Foreign and Colonial NewsThe Illustrated London News, vol. 40, no. 1131, p. 160.
By the arrival of the North American we have telegrams from New York to the 1st inst.
This expedition, consisting of 125 vessels of all classes, started from Hampton Roads, in Chesapeake Bay, on the 11th and 12th ult. Encountering heavy fogs and severe storms, they did not arrive at Hatteras until the 15th. The screw-steamer New York ran on the bar at the entrance to the harbour and soon became a total wreck. All hands were saved; but her cargo, consisting of 200,000 dols. worth of powder, rifles, and bombs, was totally lost. The gun-boat Zouave and the steamer Pocahontas were also wrecked near the lighthouse. Ninety valuable horses belonging to the Rhode Island Battery had to be thrown overboard. Several tow-boats, and schooners laden with provisions, were wrecked. No lives were lost except those of the colonel and surgeon of a New Jersey regiment and a mate, through the swamping of a life-boat. Up to the 26th ult. General Burnside had made no advance beyond Hatteras Bar. The precise object of the expedition still remains undisclosed to the public.
General Thomas's official report of the battle at Mill Spring has been published. The affair was as decisive as the first reports represented it to be. A war correspondent thus describes the manner in which the Confederate General Zollicoffer met his death:—
At the point of the V died General Z. He fell nearer our camp than any other man of his army. He was with Battle's regiment, his own home friends, born and brought up around him at Nashville. A short distance from him, to his right, a party of his men had been broken from their comrades and were herding together like frightened deer. Colonel Fry's men (loyal Kentuckians) were just about to fire on them. Colonel Fry himself was at the right of his regiment, at the point of greatest danger. General Zollicoffer was on foot, and within a few feet of the Colonel. A gunboat concealed his uniform. Seeing the condition of his men, as the Colonel rode up, General Z. said, "Colonel, you would not fire upon your friends, would you?" Colonel F. supposed from the General's manner and remark that he was one of our own officers, and at once replied, "Certainly not, Sir; I have no such intention." He turned and rode a few steps, when one of the General's aides fired at him, wounding his horse. Believing that he was tricked, Colonel Fry at once wheeled and fired at the General with his revolver. The latter raised his hand to his breast and fell dead.
The Federals have taken possession of Cedar Keys, a small group of islands on the west coast of Florida, and the western terminus of the railroad across the isthmus to Fernandina.
Six vessels have been sunk in Moffat's Channel, Charleston. Eight more will be sunk immediately. This channel was left open when the main channel was stopped up.

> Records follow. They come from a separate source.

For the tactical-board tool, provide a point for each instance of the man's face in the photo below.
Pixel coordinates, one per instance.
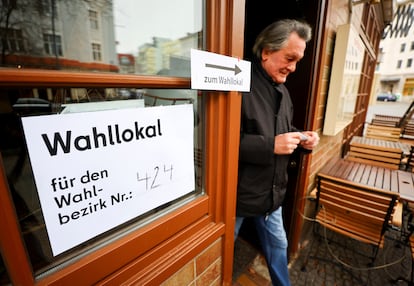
(279, 64)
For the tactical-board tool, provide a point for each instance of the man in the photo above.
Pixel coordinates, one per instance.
(268, 138)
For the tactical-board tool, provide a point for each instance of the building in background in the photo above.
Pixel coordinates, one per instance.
(395, 70)
(81, 39)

A Confederate ship of war, the Calhoun, while on her way from Havannah to Charleston, being chased by a Federal ship of war, was abandoned and burnt. Mr. Reynolds, the Federal agent at Port Royal, had returned to Washington. He reported that he had gathered about 1,000,000 dols. worth of cotton, and that 3000 negroes were regularly employed in gathering it.
Bishop Amos, of Ohio, of the Methodist Episcopal Church, and the Hon. Hamilton Fish, of New York, have been appointed Commissioners to the Confederate States for the purpose of relieving the necessities of Federal prisoners there.
The Congressional Committee appointed to report upon the gun-boat contracts made by the brother-in-law of the Secretary of the Navy had condemned the system. The House Committee on the district of Columbia have decided to report adversely to the proposition to abolish slavery in the district. The House has also refused to taken [sic] any steps towards the recognition of the Republic of Hayti.
General Goicuria had arrived at Washington on a mission from the Mexican Government.
The remains of the late Mr. Tyler lay in state in the capitol at Richmond, and were honoured with a public funeral. He was nearly seventy-two years of age at the time of his decease. There are now four living ex-Presidents of the United States—namely, Van Buren, Fillmore, Pierce, and Buchanan.
General Beauregard, with 15,000 men, has left Eastern Virginia for Kentucky, in order to make head against the Federals there, President Jefferson Davis will command at Manassas.
This Mormonite territory demands admission into the Union. Delegates assembled at Salt Lake City on Jan. 22 and drew up a State Constitution to be submitted to Congress.It is not probable that their petition will be granted, as in the eyes of the dominant party of the United States "polygamy and slavery are twin-relics of barbarism."